This project investigates various aspects of the initiation of deep moist convection. Our primary goal is to improve understanding of the processes that govern convection initiation. A secondary goal is to determine the finescale structure of mesoscale boundaries and their role in promoting convection initiation. Possible emphases include either cloud-mesoscale modeling studies or field experiments. A three-dimensional cloud-mesoscale model is used with either real-data or parametric initialization approaches to identify important mesoscale processes and sensitivities influencing boundary evolution and convection initiation. Field experiments employ arrays of mobile remote and in-situ observing platforms to obtain data sets that are useful for testing various convection initiation hypotheses. Observational data may be obtained from a range of ground-based mobile and airborne platforms including microwave and millimeter-wavelength Doppler radars, DIAL lidars, mesonets, and various sounding and profiling systems.

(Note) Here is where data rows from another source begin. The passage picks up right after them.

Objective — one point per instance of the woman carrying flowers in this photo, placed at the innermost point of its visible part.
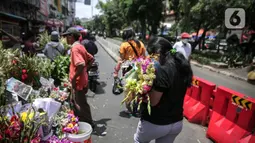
(130, 49)
(173, 76)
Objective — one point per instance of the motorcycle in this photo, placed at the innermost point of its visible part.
(93, 76)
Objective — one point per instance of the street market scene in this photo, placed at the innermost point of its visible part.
(127, 71)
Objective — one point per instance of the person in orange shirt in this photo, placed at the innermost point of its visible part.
(130, 49)
(81, 61)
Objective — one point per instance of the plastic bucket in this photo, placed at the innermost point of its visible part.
(84, 137)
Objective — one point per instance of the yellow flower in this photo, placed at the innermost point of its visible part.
(24, 116)
(70, 125)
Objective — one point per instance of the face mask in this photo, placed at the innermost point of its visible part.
(185, 41)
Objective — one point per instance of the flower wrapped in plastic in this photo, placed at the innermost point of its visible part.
(139, 81)
(71, 125)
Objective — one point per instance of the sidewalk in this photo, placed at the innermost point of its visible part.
(106, 108)
(239, 73)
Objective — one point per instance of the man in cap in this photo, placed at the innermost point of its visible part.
(81, 60)
(54, 48)
(183, 46)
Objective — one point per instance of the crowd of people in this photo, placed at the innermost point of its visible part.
(173, 76)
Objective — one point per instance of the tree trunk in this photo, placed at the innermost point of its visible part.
(143, 28)
(203, 38)
(218, 40)
(197, 40)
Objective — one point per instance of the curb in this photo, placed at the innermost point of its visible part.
(229, 74)
(108, 51)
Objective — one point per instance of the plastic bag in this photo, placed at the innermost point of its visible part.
(15, 86)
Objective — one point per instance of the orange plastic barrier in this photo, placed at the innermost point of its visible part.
(233, 116)
(197, 101)
(248, 139)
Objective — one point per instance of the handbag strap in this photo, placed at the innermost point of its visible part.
(133, 49)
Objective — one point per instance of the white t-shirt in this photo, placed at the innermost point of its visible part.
(184, 49)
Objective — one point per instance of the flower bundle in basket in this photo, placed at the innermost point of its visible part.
(138, 82)
(20, 128)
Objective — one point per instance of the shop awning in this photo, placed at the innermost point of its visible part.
(13, 16)
(54, 22)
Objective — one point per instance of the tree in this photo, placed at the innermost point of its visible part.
(148, 13)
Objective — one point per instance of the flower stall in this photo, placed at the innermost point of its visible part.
(138, 81)
(33, 108)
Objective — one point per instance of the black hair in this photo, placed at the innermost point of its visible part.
(161, 46)
(129, 35)
(26, 36)
(55, 40)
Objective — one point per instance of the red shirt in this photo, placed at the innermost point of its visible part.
(79, 55)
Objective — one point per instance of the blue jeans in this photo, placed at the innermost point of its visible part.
(147, 132)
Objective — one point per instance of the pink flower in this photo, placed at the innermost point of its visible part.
(36, 140)
(146, 89)
(24, 77)
(24, 71)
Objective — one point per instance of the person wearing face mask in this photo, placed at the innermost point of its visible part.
(183, 46)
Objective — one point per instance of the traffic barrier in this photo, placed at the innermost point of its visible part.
(233, 116)
(197, 101)
(248, 139)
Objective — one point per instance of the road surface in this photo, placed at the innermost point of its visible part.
(107, 112)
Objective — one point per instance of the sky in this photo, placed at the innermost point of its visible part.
(85, 10)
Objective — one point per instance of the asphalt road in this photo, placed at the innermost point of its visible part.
(107, 112)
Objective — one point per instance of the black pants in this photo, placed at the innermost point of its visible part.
(84, 113)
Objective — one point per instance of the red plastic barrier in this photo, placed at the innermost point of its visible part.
(248, 139)
(197, 101)
(233, 116)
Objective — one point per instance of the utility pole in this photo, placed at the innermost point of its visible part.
(92, 7)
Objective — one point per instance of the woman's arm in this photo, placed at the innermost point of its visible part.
(155, 97)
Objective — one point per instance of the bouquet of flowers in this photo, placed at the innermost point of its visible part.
(66, 122)
(55, 139)
(139, 82)
(70, 124)
(20, 127)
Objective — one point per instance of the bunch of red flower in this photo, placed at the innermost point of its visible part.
(11, 130)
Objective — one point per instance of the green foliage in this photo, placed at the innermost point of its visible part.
(44, 38)
(24, 68)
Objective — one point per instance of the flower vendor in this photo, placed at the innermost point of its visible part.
(130, 49)
(173, 76)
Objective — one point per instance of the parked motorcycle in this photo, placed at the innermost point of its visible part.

Data assimilation research investigates optimal strategies for blending the various remote in-situ observations to obtain complete and internally consistent four-dimensional analyses of wind, pressure, virtual temperature, and absolute humidity variations within the boundary layer.

 

key words

Convection initiation; Deep moist convection; Mesoscale boundary; Radar observations; Profiler observations; In-situ observations; Cloud model; Mesoscale model; Model initialization; Data assimilation;

Citizenship:  Open to U.S. citizens, permanent residents and non-U.S. citizens

Level:  Open to Postdoctoral and Senior applicants

Additional Benefits

Relocation

Awardees who reside more than 50 miles from their host laboratory and remain on tenure for at least six months are eligible for paid relocation to within the vicinity of their host laboratory.

Health insurance

A group health insurance program is available to awardees and their qualifying dependents in the United States.